En 1994, elle loue un petit espace à Rose-Hill où elle revend des robes de mariée. Pour s’achalander, elle part en Indonésie ou en Thaïlande. Sur place, elle recherche des tissus, puis fait confectionner les robes dans un atelier local. L’année suivante, elle décide de mettre le cap sur la Chine qui commence à s’ouvrir sur le monde avec des produits qui défient toute concurrence. « Mais à l’époque, nuance-t-elle, les produits chinois étaient très limités en termes de choix, il a fallu que j’apporte les modèles mauriciens qui sont une fusion entre les styles européen et asiatique. Aujourd’hui, les Chinois sont en mesure de reproduire à l’identique tout ce qu’on leur demande. »

Comme elle souhaite répondre aux attentes de sa clientèle, elle se résout à offrir à cette dernière une très grande variété tout en équilibrant la qualité et les prix. Pour satisfaire cette ambition contraignante, elle part d’abord à Dubaï en quête de tissus de premier choix et elle fera ensuite confectionner les robes dans un atelier en Chine. À la fin, dit-elle, ce sont des articles de haute facture, en petite quantité mais qui ont l’avantage d’être des pièces uniques. « Certes, il faut parfois les ajuster un peu en fonction de la taille de la cliente. Mais, il est préférable que les robes soient plus longues et pas le contraire », explique-t-elle.

Relations de confiance

Avec ses cinq salariées à Port-Louis, elle a su nouer des relations de confiance, ce qui lui permet de faire face à la concurrence avec sérénité. « Notre stratégie s’articule autour de trois pôles : des petites marges en termes de bénéfice, l’accueil client et la visibilité à travers les réseaux sociaux. Ces trois priorités vont de pair afin de pérenniser l’entreprise », ajoute-t-elle.

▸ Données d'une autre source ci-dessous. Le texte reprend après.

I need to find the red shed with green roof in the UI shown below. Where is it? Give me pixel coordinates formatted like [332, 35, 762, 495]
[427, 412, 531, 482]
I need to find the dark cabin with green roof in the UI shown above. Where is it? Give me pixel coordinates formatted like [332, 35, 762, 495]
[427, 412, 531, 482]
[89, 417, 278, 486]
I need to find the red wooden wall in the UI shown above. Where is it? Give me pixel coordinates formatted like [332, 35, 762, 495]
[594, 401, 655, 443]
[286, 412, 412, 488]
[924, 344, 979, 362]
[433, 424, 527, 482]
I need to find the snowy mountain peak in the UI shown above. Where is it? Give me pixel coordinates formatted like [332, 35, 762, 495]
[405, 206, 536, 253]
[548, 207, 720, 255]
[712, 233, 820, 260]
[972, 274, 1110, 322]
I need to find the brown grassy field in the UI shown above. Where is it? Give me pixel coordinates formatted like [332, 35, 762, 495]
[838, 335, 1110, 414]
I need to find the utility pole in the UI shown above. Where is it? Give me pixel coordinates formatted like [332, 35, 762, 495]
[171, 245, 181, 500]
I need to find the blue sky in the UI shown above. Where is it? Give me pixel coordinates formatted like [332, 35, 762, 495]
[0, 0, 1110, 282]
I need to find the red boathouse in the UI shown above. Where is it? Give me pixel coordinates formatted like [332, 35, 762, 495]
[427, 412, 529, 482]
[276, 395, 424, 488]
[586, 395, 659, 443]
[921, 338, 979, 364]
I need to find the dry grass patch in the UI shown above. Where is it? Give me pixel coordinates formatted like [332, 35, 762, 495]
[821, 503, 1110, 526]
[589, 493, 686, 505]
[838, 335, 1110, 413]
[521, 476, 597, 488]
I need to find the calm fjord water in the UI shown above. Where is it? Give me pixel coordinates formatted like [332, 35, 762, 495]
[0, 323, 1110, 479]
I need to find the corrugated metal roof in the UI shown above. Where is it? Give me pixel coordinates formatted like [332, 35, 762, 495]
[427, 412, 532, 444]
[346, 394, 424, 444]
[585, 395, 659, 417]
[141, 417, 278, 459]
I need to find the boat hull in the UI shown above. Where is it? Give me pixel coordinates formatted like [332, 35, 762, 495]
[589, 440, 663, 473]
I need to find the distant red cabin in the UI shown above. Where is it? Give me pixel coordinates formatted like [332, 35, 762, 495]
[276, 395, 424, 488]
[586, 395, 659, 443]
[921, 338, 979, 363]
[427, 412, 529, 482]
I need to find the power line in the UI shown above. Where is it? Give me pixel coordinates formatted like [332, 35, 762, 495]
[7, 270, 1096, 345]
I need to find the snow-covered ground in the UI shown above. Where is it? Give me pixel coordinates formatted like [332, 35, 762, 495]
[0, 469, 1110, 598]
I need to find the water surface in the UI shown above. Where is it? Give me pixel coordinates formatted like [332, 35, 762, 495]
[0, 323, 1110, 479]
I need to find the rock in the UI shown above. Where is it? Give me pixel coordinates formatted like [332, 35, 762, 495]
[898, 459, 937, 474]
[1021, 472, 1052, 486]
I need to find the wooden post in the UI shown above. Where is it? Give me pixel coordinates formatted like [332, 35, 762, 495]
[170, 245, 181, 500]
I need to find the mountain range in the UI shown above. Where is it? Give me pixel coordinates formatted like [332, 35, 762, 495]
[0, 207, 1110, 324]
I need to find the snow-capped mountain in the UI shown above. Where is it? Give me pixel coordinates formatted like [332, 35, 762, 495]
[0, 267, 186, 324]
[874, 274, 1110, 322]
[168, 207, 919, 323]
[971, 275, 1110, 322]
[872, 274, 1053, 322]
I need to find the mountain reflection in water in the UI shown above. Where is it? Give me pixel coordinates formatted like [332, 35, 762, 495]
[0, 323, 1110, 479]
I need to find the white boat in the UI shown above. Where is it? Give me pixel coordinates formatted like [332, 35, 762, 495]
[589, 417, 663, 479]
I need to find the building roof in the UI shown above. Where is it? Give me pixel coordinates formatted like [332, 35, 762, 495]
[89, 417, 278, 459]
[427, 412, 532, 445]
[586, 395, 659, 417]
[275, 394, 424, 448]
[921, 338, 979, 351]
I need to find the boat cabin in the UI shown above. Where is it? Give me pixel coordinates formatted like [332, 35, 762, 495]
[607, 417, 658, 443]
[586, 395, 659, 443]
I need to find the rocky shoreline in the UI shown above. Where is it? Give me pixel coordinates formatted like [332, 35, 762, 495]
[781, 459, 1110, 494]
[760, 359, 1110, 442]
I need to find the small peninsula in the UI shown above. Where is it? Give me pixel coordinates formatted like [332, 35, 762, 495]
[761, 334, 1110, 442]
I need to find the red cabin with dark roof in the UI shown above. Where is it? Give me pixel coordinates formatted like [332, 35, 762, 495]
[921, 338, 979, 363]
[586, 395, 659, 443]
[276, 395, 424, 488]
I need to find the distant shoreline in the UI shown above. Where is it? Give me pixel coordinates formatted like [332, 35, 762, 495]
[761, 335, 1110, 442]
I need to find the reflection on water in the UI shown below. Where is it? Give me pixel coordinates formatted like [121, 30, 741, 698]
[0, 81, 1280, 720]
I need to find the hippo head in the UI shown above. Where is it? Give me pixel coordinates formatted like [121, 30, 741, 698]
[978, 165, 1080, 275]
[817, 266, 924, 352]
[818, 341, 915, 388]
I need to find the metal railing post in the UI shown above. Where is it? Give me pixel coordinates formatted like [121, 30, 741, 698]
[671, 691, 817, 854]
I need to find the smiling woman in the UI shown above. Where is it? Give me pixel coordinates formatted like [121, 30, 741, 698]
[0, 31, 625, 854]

Malgré ces atouts, force est de constater que depuis 2019, les affaires connaissent une certaine décroissance, observe-t-elle. « Je pense que cette situation est due à l’érosion du pouvoir d’achat des Mauriciens, à l’endettement, aux autres dépenses telles que la santé et les leçons particulières, entre autres », confie-t-elle, avant de préciser que son créneau ne concerne pas des articles de consommation courante.

Qu’à cela ne tienne, son business tient le coup car le mariage reste encore un passage obligé pour tout jeune Mauricien. « C’est une institution et on ne se marie qu’une fois, dit-elle. Aussi, les familles n’hésitent pas à y mettre le prix pour une belle robe, tout en sachant qu’elle ne servira pas deux fois. » Pas question, non plus, de lésiner sur la matière, où la tendance est au frou-frou, au tulle à la place du satin et des paillettes clinquantes et lourdingues. « Les ouvrages sont toujours bien travaillés et les jeunes repartent ainsi satisfaits », affirme-t-elle.

Projets de développement

À l’ère de l’Internet, et comme dans l’ensemble des activités commerciales, Shahnaz tente de réduire les contacts avec ses partenaires étrangers. « Lorsque je pars en Chine, c’est uniquement pour vérifier les vêtements presque terminés. Je ne passe pas de grosses commandes mais comme je suis une bonne cliente depuis des années, l’atelier, qui travaille avec des clients à travers le monde, continue à prendre mes commandes. Maurice est leur petit client », se réjouit-elle.  

À quelques années de la soixantaine, elle a préféré laisser à son fils Yaasir le soin de mener à bien les projets de développement de la société. Depuis quelques années, c’est lui qui se rend en Chine, effectue des recherches sur les nouvelles tendances sur le net et réfléchit à l’emploi de bloggers et influenceuses. Bien entendu, il bâtit sur la notoriété déjà établie par sa mère qui a organisé plusieurs défilés et s’est vu décerner des titres comme Woman of the Year Award, 100 most influential women of Mauritius in Business Entrepreneurship ou encore Promising Indian African 2018-2019.

La retraite signifiera pour elle davantage d’engagements dans le social, auprès des enfants défavorisés et la transmission de son expérience. « J’ai connu des moments difficiles, mais j’avais un rêve que j’ai réussi à concrétiser. Je veux faire comprendre aux femmes de milieux modestes qu’elles peuvent commencer par des petites expériences en entrepreneuriat. Il faut qu’elles se fixent des objectifs et travaillent dans la discipline et la rigueur », dit-elle.